Перл, не отвечая на эти сладкие увещевания, оставалась по ту сторону ручья. Ее яркие дикие глаза смотрели то на мать, то на священника, то на обоих сразу, словно пытаясь разглядеть и объяснить связь, которая была между ними. По какой-то необъяснимой причине Артур Диммсдэйл, ощутив на себе детский взгляд, почувствовал, как рука – жестом настолько привычным, что он получался непроизвольно, – прижалась к сердцу. В отдалении, приобретая странную ауру властности, Перл подняла руку и указала пальцем на грудь своей матери. Внизу, в темном зеркале ручья, другая украшенная цветами и солнечным светом Перл тоже указывала пальцем.

– Ты странное дитя! Почему ты еще не подошла ко мне? – воскликнула Эстер.

Перл все еще указывала на нее пальцем, и лоб ее начинал хмуриться – и это выражение казалось особенно впечатляющим на ее детском, почти младенческом личике. Мать все продолжала ее звать, и лицо ее расцветало непривычными праздничными улыбками, но дитя топнуло ножкой с еще более властным выражением и жестом. Фантастически прекрасное отражение в пруду повторяло все, от указывающего пальца до властного жеста, подчеркивая каждую черточку маленькой Перл.

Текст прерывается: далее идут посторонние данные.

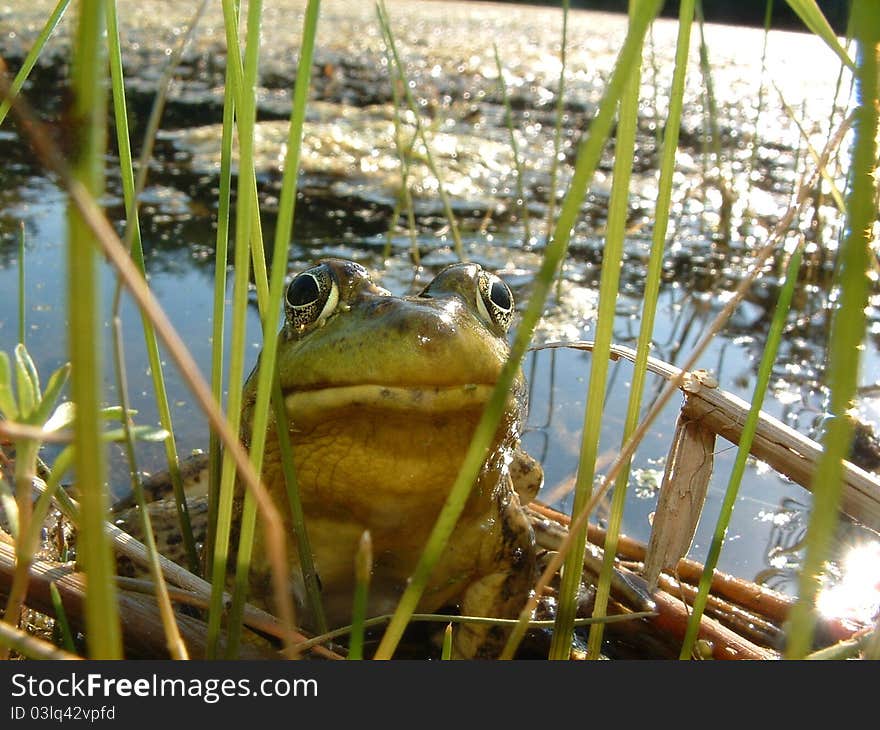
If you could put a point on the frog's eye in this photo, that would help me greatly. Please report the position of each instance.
(494, 300)
(311, 297)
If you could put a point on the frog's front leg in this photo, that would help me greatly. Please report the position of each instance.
(502, 592)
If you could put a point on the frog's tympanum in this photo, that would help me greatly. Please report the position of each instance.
(383, 394)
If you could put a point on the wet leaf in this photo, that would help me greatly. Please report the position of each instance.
(57, 381)
(27, 381)
(61, 418)
(8, 406)
(9, 507)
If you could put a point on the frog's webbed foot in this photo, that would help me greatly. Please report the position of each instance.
(503, 592)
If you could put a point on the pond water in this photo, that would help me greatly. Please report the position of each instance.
(348, 215)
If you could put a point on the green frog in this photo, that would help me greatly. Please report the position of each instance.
(383, 394)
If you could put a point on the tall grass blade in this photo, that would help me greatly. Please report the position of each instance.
(363, 566)
(385, 23)
(588, 158)
(131, 190)
(765, 371)
(557, 124)
(649, 308)
(847, 329)
(32, 56)
(245, 111)
(21, 285)
(809, 12)
(267, 380)
(522, 202)
(103, 635)
(612, 257)
(218, 319)
(62, 625)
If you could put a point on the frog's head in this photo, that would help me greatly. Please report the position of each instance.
(348, 341)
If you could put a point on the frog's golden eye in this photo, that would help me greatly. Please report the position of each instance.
(494, 300)
(311, 297)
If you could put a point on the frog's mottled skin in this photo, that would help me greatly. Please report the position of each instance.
(383, 394)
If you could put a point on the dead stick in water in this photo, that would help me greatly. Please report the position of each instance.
(755, 598)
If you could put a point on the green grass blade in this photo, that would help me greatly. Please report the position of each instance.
(103, 634)
(765, 372)
(363, 566)
(8, 404)
(32, 56)
(420, 129)
(245, 105)
(649, 308)
(522, 203)
(446, 651)
(218, 319)
(61, 622)
(27, 383)
(21, 285)
(612, 257)
(587, 161)
(266, 379)
(131, 190)
(847, 330)
(809, 12)
(557, 125)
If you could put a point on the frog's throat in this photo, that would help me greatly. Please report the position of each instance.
(431, 399)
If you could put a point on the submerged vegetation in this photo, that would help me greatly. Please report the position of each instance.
(829, 231)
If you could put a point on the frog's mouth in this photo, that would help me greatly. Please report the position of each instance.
(308, 404)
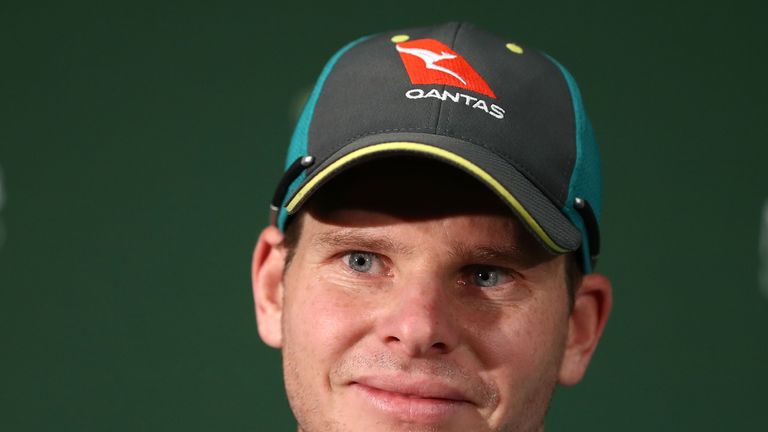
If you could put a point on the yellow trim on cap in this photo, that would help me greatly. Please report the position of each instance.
(441, 153)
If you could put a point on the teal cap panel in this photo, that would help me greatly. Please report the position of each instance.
(299, 141)
(586, 178)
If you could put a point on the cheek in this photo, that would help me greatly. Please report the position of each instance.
(522, 349)
(321, 322)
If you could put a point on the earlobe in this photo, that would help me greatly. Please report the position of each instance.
(592, 305)
(267, 279)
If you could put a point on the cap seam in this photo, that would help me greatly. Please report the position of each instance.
(448, 108)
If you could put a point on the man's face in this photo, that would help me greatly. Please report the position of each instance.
(419, 304)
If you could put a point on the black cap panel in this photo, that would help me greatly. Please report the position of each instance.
(366, 94)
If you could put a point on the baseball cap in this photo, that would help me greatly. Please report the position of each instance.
(506, 114)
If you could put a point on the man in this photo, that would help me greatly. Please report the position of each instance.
(430, 265)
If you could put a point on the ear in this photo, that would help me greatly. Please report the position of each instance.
(267, 280)
(592, 305)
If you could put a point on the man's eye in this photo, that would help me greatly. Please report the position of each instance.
(360, 261)
(487, 277)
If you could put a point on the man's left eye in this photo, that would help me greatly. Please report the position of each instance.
(361, 262)
(487, 277)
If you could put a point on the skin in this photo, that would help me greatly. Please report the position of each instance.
(401, 313)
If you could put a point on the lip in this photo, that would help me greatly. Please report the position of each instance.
(412, 399)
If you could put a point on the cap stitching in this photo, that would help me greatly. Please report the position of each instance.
(449, 108)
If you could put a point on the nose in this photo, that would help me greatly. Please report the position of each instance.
(418, 320)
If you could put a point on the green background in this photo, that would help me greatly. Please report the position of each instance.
(140, 144)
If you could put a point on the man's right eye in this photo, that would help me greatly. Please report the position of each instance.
(360, 261)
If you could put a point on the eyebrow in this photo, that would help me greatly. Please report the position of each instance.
(506, 253)
(360, 239)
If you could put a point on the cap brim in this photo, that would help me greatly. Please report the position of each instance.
(538, 213)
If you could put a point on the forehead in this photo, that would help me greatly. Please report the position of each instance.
(417, 190)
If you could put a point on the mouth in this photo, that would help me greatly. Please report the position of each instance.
(412, 400)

– Поторопись, Перл, иначе я на тебя разозлюсь! – крикнула Эстер Принн, которая, хоть и привыкла к эльфийским капризам, сейчас выказывала естественное недовольство столь явным их проявлением. – Прыгай через ручей, капризная девчонка, и беги сюда! Иначе я сама за тобой пойду!

Но Перл, ничуть не испуганная угрозами матери, равно как и не тронутая ее посулами, внезапно поддалась порыву истерики, яростно жестикулируя и принимая самые странные позы. Это сочеталось с дикими пронзительными криками, которые эхом отдавались в лесу со всех сторон, и детская беспричинная ярость, казалось, получает от невидимого множества искреннюю поддержку и симпатию. В ручье еще раз повторялась туманная ярость Перл, коронованной и увенчанной гирляндами цветов, но топающей ногами и дико жестикулирующей, а посреди подобного срыва все еще указывавшей на грудь Эстер Принн.

– Я вижу, что смущает ребенка, – прошептала священнику Эстер, побледнев, несмотря на попытки скрыть свое беспокойство и раздражение. – Дети не любят любых, даже самых малых изменений в привычном облике вещей, к которому привыкли. Перл не хватает того, что она всегда наблюдала на моем платье.

– Молю тебя, – ответил священник, – если у тебя есть способы успокоить дитя, поспеши! Больше всего на свете, – добавил он, пытаясь улыбнуться, – за исключением пагубной ярости старой ведьмы миссис Хиббинс, я хотел бы избежать подобной страсти в ребенке. В юной красоте Перл, как и в старой морщинистой ведьме, это приобретает неестественный эффект. Успокой ее, если любишь меня!

Эстер повернулась к Перл с алым румянцем на щеках, стараясь не глядеть на священника, но затем, после тяжелого вздоха, румянец поблек до смертельной бледности, даже раньше, чем она начала говорить.